Google just made it a lot easier to leave ChatGPT behind. Gemini now includes a transfer tool that lets users bring over their memories, chat history, and personal preferences from competing AI assistants. No more starting from zero.
The feature directly targets one of the biggest pain points in the AI assistant space: lock-in. Users who have spent months training ChatGPT to understand their tone, preferences, and workflows have had little reason to switch. That friction has been a powerful retention tool for OpenAI.
With this update, Gemini can import the context that makes an AI assistant actually useful. That includes saved memories, past conversations, and the behavioral preferences users have built up over time. The goal is a near-seamless transition.
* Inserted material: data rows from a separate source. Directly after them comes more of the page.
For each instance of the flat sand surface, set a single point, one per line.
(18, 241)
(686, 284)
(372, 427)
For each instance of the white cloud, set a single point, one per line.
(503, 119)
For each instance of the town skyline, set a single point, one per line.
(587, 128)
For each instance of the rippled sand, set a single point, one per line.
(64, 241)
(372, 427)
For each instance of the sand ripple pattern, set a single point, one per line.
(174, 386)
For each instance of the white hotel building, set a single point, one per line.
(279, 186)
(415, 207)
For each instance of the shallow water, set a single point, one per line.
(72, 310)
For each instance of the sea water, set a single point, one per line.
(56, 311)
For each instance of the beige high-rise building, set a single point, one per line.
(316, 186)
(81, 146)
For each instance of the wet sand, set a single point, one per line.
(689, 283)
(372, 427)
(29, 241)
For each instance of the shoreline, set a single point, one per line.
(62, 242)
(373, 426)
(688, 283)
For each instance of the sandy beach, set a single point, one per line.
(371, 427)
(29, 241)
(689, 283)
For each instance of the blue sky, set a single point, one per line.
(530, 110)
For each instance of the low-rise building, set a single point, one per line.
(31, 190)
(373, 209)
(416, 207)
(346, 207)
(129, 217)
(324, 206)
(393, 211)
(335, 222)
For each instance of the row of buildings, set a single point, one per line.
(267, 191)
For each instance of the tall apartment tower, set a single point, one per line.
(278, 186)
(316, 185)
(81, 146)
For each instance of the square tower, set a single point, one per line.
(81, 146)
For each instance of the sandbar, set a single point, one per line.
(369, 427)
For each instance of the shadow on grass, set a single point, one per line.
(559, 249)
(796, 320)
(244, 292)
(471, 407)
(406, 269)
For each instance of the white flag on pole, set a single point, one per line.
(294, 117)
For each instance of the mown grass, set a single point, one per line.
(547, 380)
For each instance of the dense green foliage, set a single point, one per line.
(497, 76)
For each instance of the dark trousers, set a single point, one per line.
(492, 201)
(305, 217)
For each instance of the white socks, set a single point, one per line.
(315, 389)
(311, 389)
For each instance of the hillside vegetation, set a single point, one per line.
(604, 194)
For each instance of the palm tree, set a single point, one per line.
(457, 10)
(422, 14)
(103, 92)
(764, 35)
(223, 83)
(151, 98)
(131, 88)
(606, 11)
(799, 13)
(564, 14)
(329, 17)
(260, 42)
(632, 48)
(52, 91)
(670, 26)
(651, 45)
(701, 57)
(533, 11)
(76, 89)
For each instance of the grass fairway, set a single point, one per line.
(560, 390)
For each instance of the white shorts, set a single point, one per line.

This is a classic platform play. Google is borrowing from the same playbook that drove number portability in telecom and data export rights under GDPR. If switching costs drop to near zero, the product has to win on merit alone.
For professionals who rely on AI daily, this matters. Power users have invested real time customizing their AI workflows. A migration path means they can evaluate Gemini on equal footing without sacrificing that investment.
The timing is notable. Competition in the AI assistant market is intensifying, and Google has been aggressively improving Gemini's capabilities. Lowering the barrier to entry is a strategic move to convert users who are curious but reluctant.
It also raises broader questions about data portability in AI. If Google is opening the door to imports, pressure will mount on other providers to offer similar export and transfer tools. Users stand to benefit from a more open ecosystem.
For anyone considering the switch, the process is designed to be straightforward. The transfer happens within Gemini's settings, and the imported data shapes the assistant's behavior from the first conversation.